The song became an international hit in late 1965 when it was adapted by the American folk rock group the Byrds
And more:
The song is notable for being one of a few instances in popular music in which a large portion of the Bible is set to music. [Another example being the Melodians' (and Boney M's) "Rivers of Babylon" (see August 2019's Celebrating Tisha B'Av)].

And even more:

"Turn! Turn! Turn!" had first been arranged by the Byrds' lead guitarist Jim McGuinn in a chamber-folk style during sessions for Judy Collins' 1963 album, Judy Collins 3.

The idea of reviving the song came to McGuinn during the Byrds' July 1965 tour of the American Midwest, when his future wife, Dolores, requested the tune on the Byrds' tour bus. 

The rendering that McGuinn dutifully played came out sounding not like a folk song but more like a rock/folk hybrid, perfectly in keeping with the Byrds' status as pioneers of the folk rock genre. McGuinn explained, 

"It was a standard folk song by that time, but I played it and it came out rock 'n' roll because that's what I was programmed to do like a computer. I couldn't do it as it was traditionally. It came out with that samba beat, and we thought it would make a good single."

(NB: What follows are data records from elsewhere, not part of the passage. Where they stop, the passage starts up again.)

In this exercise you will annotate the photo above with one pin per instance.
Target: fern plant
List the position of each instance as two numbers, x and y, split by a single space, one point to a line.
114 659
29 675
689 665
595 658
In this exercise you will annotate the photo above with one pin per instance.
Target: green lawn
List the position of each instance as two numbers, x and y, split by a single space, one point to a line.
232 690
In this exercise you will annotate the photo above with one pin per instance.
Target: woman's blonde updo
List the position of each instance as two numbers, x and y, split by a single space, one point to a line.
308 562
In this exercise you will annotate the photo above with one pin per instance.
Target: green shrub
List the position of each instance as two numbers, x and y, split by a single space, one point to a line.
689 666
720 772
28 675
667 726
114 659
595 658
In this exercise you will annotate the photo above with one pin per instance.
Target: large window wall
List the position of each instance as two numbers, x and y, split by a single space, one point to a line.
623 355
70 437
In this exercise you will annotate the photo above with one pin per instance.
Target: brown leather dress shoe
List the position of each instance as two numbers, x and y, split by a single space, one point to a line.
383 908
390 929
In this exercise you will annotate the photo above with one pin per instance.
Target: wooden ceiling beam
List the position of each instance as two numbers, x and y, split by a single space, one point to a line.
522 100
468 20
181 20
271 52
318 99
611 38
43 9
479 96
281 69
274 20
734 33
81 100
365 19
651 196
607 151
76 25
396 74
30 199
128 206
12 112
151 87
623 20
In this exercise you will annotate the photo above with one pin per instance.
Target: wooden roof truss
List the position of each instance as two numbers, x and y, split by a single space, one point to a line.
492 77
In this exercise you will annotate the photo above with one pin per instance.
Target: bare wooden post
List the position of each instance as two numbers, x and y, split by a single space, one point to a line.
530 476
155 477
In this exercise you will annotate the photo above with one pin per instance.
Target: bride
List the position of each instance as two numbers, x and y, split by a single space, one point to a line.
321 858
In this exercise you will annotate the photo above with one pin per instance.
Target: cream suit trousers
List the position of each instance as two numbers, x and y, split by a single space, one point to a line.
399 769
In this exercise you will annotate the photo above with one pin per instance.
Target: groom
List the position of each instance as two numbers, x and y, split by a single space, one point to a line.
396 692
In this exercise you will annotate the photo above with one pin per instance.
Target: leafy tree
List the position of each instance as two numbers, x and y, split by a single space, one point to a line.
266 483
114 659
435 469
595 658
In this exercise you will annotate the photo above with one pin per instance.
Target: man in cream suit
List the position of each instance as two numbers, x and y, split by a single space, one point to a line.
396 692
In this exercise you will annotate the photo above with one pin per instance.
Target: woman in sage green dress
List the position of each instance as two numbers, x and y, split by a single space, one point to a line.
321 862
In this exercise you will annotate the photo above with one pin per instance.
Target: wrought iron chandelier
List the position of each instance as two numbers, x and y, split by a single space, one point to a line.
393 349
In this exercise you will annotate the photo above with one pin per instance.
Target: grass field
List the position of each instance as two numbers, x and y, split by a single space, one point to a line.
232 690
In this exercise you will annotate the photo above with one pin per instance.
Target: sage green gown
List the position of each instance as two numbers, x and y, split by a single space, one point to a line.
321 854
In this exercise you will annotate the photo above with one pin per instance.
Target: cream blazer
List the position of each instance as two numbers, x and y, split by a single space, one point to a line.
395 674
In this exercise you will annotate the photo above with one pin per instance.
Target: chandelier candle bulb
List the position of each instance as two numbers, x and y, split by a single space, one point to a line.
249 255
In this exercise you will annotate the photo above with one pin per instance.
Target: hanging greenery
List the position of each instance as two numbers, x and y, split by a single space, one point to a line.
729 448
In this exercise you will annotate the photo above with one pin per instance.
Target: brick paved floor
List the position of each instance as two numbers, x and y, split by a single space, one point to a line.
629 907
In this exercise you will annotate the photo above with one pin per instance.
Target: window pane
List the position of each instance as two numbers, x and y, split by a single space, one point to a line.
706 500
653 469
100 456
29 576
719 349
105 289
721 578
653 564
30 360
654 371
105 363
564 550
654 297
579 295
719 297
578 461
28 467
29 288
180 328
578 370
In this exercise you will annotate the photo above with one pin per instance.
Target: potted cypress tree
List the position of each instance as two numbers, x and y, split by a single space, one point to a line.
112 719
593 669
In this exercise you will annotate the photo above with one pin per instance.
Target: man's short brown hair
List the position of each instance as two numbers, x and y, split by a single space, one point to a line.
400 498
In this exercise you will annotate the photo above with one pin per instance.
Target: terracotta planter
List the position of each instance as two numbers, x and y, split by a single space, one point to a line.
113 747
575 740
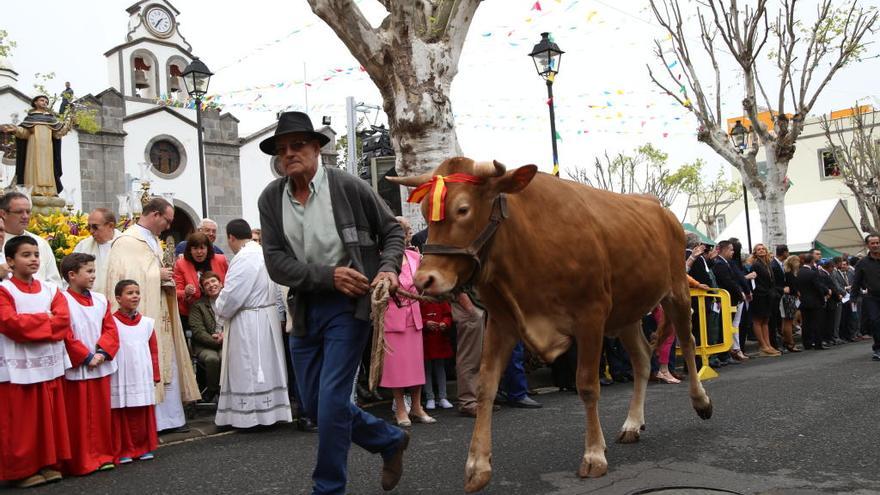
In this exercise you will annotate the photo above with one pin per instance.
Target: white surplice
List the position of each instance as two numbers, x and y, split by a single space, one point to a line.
253 378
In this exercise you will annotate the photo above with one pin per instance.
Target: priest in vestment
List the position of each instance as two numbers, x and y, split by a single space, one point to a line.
38 148
253 377
137 255
102 225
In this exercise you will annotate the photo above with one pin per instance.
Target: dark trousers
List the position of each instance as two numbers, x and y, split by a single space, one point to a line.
775 324
828 325
811 330
325 362
871 319
514 381
848 323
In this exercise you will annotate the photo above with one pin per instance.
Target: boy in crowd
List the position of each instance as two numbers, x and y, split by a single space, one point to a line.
91 346
132 392
34 321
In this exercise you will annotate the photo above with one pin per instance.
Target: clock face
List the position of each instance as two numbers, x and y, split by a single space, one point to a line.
159 21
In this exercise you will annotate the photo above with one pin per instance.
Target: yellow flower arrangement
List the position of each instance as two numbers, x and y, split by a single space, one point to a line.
61 230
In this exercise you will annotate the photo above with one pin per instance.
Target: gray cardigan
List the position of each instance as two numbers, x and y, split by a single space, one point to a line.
371 235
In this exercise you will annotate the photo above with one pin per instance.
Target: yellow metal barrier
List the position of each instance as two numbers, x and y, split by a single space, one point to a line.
704 349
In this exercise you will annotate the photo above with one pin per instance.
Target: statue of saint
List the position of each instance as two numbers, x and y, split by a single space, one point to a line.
38 148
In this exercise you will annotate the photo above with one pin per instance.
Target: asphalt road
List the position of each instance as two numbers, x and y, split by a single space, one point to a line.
803 423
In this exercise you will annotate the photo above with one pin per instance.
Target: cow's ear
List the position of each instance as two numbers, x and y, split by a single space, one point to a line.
516 180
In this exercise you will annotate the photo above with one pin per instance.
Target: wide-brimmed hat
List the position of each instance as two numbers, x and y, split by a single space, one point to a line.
288 123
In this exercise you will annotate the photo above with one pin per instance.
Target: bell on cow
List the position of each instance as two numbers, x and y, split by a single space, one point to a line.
140 79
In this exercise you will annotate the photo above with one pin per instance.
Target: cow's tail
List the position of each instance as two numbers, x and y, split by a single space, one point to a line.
665 329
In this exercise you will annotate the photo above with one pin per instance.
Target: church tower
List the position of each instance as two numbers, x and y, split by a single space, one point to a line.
150 62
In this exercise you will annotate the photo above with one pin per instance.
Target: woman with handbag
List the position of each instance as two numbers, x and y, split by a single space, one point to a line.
762 299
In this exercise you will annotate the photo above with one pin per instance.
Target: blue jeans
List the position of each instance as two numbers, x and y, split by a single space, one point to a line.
325 362
514 381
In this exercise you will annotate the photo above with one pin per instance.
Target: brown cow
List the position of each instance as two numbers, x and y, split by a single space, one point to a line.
568 263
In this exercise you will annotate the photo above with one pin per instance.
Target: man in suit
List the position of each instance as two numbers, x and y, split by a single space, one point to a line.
840 278
727 280
832 304
813 293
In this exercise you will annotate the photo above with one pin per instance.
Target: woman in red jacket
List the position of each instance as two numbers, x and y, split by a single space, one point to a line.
437 318
198 258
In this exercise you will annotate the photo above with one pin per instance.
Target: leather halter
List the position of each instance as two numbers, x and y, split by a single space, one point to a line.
476 251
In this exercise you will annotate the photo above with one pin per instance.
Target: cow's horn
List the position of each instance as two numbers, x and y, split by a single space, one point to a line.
412 180
489 169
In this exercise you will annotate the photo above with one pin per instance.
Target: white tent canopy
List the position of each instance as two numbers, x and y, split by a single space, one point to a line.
825 221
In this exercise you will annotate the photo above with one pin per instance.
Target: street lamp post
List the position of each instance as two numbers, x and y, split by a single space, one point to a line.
196 76
547 56
738 135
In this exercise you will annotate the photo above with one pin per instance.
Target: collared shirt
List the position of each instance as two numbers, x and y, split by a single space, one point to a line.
867 276
149 237
310 228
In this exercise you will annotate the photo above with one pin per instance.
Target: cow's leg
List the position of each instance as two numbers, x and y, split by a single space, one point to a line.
677 306
637 347
498 343
589 344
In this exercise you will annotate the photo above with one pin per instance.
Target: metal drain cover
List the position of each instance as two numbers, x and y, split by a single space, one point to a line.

The master recording of the song reportedly took the Byrds 78 takes, spread over five days of recording, to complete.

Here are three versions of the song.

First - the Limeliters. Yes, the Limeliters got there first (as they often did) - but this their version is probably the least-remembered, for no reason that Abq Jew can discern. Well, there is the banjo.

Second - the Springsteen/McGuinn folk-rock version, pioneered by the Byrds, led by Roger McGuinn (of the 12-string Rickenbacker). McGuinn (fka Jim) also plays banjo, and for years worked as a sideman for the Limeliters, the Chad Mitchell Trio, Judy Collins, and other folk music artists.

Third - Judy Collins. Every true folkie know this version, possibly the purest ever recorded. It's from Judy's appearance on Pete Seeger's mid-'60s show Rainbow Quest.

And then ...


Abq Jew's Aunt Bea (see December 2016's Starting With Aunt Bea) has, thank God, just completed 96 trips around our sun and celebrated her 96th birthday!


May this be a good, happy, healthy year for all of us!